FIU neuroscientist becomes president of University of Liberia


Retired FIU Biology professor Ophelia Weeks has been named president of the University of Liberia.

Already at work in her new role, Weeks will be officially installed as the university’s 14th president during a ceremony later this month. She replaces Emmet Dennis who retired in December.

Weeks spent more than 30 years as a neuroscientist with FIU, joining the faculty in 1986. She served as director of QBIC — Quantifying Biology in the Classroom — an in-depth biological sciences program and was an affiliate faculty member of what would become the Center for Women’s and Gender Studies. During her time at FIU, she received many university awards included the Excellence in Teaching Award, Excellence in Service Award and the Minority Faculty Development Award.
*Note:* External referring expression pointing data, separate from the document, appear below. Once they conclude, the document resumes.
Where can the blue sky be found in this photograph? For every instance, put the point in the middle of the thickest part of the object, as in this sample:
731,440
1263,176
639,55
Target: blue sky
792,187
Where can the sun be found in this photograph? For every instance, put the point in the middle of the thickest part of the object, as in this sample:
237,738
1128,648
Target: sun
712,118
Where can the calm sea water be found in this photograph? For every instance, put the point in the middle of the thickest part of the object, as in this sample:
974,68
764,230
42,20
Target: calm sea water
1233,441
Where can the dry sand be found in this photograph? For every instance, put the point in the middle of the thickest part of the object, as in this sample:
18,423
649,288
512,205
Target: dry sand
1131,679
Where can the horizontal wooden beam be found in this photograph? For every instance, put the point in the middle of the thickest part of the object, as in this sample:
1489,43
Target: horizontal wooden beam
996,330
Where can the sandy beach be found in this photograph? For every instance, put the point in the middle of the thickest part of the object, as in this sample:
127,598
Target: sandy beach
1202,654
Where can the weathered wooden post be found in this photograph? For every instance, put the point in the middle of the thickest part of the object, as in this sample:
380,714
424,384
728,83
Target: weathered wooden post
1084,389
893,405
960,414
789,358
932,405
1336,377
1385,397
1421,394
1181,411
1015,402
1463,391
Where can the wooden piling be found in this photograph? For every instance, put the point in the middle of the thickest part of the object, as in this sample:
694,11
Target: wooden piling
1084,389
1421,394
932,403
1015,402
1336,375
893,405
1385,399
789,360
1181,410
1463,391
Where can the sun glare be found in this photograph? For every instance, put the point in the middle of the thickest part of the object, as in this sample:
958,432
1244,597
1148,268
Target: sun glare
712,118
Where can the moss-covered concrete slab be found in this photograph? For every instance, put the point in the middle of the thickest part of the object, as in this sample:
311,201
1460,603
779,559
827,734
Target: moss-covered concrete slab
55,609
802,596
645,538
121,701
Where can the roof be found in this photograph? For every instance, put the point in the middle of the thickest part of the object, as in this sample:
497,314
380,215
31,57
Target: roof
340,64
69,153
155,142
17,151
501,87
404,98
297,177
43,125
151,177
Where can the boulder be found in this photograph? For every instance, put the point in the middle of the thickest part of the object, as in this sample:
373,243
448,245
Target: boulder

Throughout the years, she often returned to her native Liberia, sometimes for a visit and other times for work. In 2006, she became an affiliate faculty member of the University of Liberia’s A.M. Dogliotti School of Medicine. In recent years, Weeks split her time between the United States and Liberia and had assumed a leadership role within the University of Liberia. She permanently relocated to her homeland earlier this year when she retired from FIU in January.

Weeks has had a long history with the University of Liberia, going back to her childhood when, at age 7, she resided with her family on campus after her father became the third president of the university. Weeks is the second woman to lead the university since its founding in 1951.